Greater than or equal to − Checks if the value of the left operand is greater than or equal to the value of the right operand. If yes, then the condition becomes true.

(a >= b) is not true.
<=

Less than or equal to − Checks if the value of the left operand is less than or equal to the value of the right operand. If yes, then the condition becomes true.

(a <= b) is true.
matches

Pattern matching − Checks whether the string in the left-hand side matches with the constant in the right-hand side.

f1 matches ‘.*tutorial.*’

拉丁猪–类型建筑运营商

下表描述了Pig Latin的Type构造运算符。

Operator Description Example
()

Tuple constructor operator − This operator is used to construct a tuple.

(Raju, 30)
{}

Bag constructor operator − This operator is used to construct a bag.

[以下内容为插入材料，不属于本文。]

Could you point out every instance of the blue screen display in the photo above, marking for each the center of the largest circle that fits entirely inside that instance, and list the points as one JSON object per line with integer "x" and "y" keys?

{(Raju, 30), (Mohammad, 45)}
[]

Map constructor operator − This operator is used to construct a tuple.

[name#Raja, age#30]

拉丁猪–关系运算

下表描述了Pig Latin的关系运算符。

Operator Description
Loading and Storing
LOAD To Load the data from the file system (local/HDFS) into a relation.
STORE To save a relation to the file system (local/HDFS).
Filtering
FILTER To remove unwanted rows from a relation.
DISTINCT To remove duplicate rows from a relation.
FOREACH, GENERATE To generate data transformations based on columns of data.
STREAM To transform a relation using an external program.
Grouping and Joining
JOIN To join two or more relations.
COGROUP To group the data in two or more relations.
GROUP To group the data in a single relation.
CROSS To create the cross product of two or more relations.
Sorting
ORDER To arrange a relation in a sorted order based on one or more fields (ascending or descending).
LIMIT To get a limited number of tuples from a relation.
Combining and Splitting
UNION To combine two or more relations into a single relation.
SPLIT To split a single relation into two or more relations.
Diagnostic Operators
DUMP To print the contents of a relation on the console.
DESCRIBE To describe the schema of a relation.
EXPLAIN To view the logical, physical, or MapReduce execution plans to compute a relation.
ILLUSTRATE To view the step-by-step execution of a series of statements.